The North Rhine-Westphalian outfit may have had to watch bitter rivals Dortmund claim two successive league titles, complemented by a DFB-Pokal triumph last season which secured a domestic double, however, Schalke are currently showing signs that they could be ready to close the gap recently created by Jurgen Klopp and his men.
Despite a 2-1 home defeat to Stuttgart on Saturday, fourth-placed Schalke know a final-day win against Freiburg next week will secure the final Uefa Champions League spot and they have already begun work to retain the services of their most important players.
Dutch international Klaas Jan Huntelaar, heavily linked with a move to the English Premier League in recent years, penned a new deal in December which will keep him at the club until 2018, while their teenage prodigy Julian Draxler has also just agreed a new five-year deal.
It is not just players who have been signing new contracts recently either, Die Königsblauen have also handed coach Jens Keller a new deal this week, extending his stay until 2015. The 42-year-old replaced Huub Stevens in December and has impressed, despite having previously had just two months Bundesliga coaching experience at Stuttgart during the 2010/11 season.
The decision to extend Keller’s contract signifies a change in direction for a club that has often found it all to easy to fire coaches – going through an incredible 16 in the last decade alone. It also ends speculation as to who will be in charge of the club next season. Keller was seen by many as simply a stop gap appointment, with such names as Steffan Effenberg, Armin Veh, Christian Streich and Roberto di Matteo all being linked with the job in recent months.
However, Keller has been rewarded for taking Schalke to the verge of Champions League qualification and bringing a semblance of stability to a club that is no stranger to upheaval. With Keller now at the helm for the near future at least, there are hopes Schalke can build on the foundation that is being put into place by their new coach and the club’s hierarchy.
The bedrock of this foundation could prove to be the Schalke’s star attraction, Julian Draxler. The 19-year-old midfield playmaker is one of Germany’s most exciting prospects and has already won four caps at international level.
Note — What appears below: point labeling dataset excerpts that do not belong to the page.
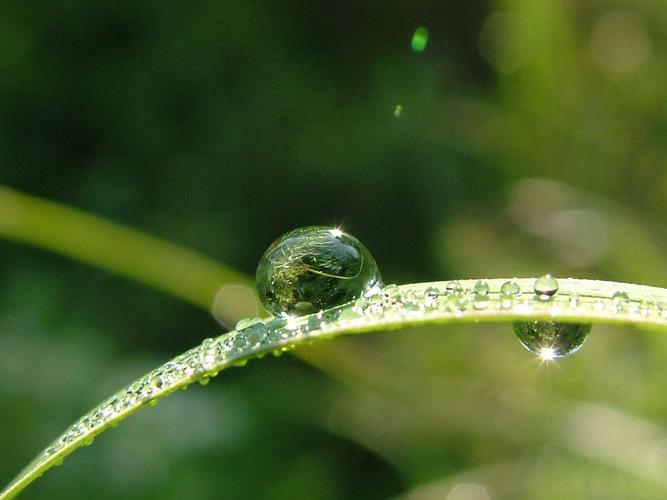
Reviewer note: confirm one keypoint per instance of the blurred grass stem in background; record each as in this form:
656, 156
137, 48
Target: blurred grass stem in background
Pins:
116, 248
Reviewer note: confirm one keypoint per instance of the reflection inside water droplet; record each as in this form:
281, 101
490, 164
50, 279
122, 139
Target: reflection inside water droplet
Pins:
551, 339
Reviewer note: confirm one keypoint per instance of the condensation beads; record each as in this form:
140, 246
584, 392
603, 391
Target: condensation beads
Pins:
314, 268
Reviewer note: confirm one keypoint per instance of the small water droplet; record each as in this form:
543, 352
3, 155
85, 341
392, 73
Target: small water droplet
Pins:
255, 334
431, 297
314, 268
645, 308
620, 301
454, 288
551, 339
510, 288
481, 287
545, 287
508, 292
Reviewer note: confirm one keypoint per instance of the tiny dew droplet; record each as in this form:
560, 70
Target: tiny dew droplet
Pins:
508, 291
314, 268
551, 339
481, 287
620, 300
454, 288
545, 287
419, 39
510, 288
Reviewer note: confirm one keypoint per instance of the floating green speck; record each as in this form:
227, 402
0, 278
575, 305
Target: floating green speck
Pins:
420, 39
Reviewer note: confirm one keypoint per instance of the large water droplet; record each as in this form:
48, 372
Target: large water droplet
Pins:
551, 339
545, 287
314, 268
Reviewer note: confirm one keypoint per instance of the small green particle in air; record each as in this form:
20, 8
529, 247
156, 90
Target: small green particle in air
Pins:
419, 39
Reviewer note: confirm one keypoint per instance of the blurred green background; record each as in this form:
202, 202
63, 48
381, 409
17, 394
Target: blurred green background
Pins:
531, 139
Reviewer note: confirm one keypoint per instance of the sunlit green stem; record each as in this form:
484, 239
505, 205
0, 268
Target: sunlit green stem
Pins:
99, 242
576, 301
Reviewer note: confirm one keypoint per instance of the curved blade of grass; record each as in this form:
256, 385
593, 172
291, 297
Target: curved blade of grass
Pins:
116, 248
580, 301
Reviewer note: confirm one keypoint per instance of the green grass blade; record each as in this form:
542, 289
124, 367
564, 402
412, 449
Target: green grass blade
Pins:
580, 301
116, 248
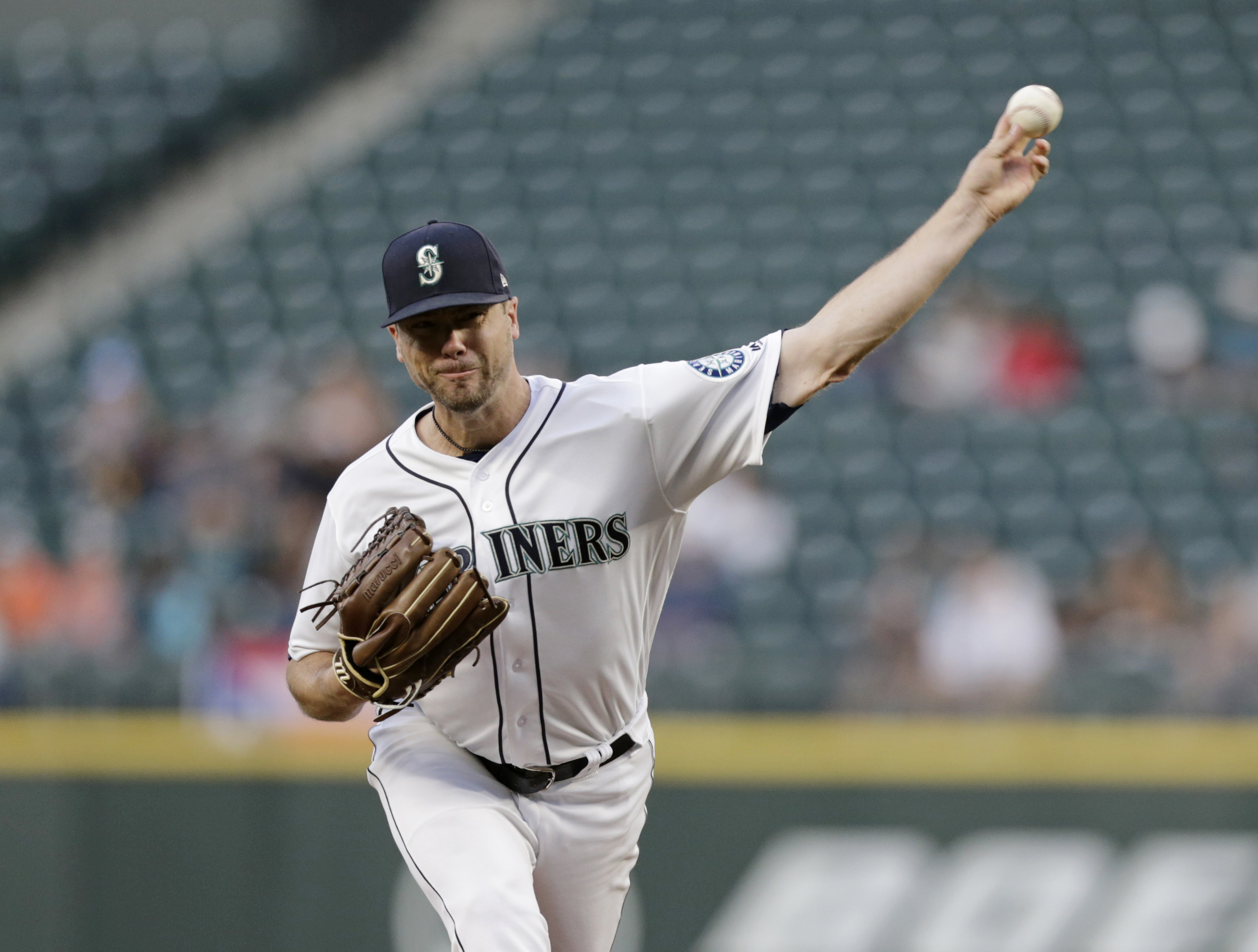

Draxler joined the club’s youth acadamy as a seven-year-old and made his senior debut in January 2011 when he came on as a substitute during a 1-0 defeat against Hamburg. It didn’t take him long to make an impact either. Coming off the bench in a DFB-Pokal quarter final clash against Nurnburg just one week later, Draxler struck the deciding goal deep into extra time to give Schalke a dramatic 3-2 victory.
Since then, Draxler has gone on to become the youngest player in the club’s history to reach 100 games and was also named in Jogi Löw’s provisional squad for last year’s European Championships. Ultimately, the youngster was left out of the final 23 that went to Poland and the Ukraine, nevertheless, he did make his senior international debut during Germany’s 5-3 defeat to Switzerland last May.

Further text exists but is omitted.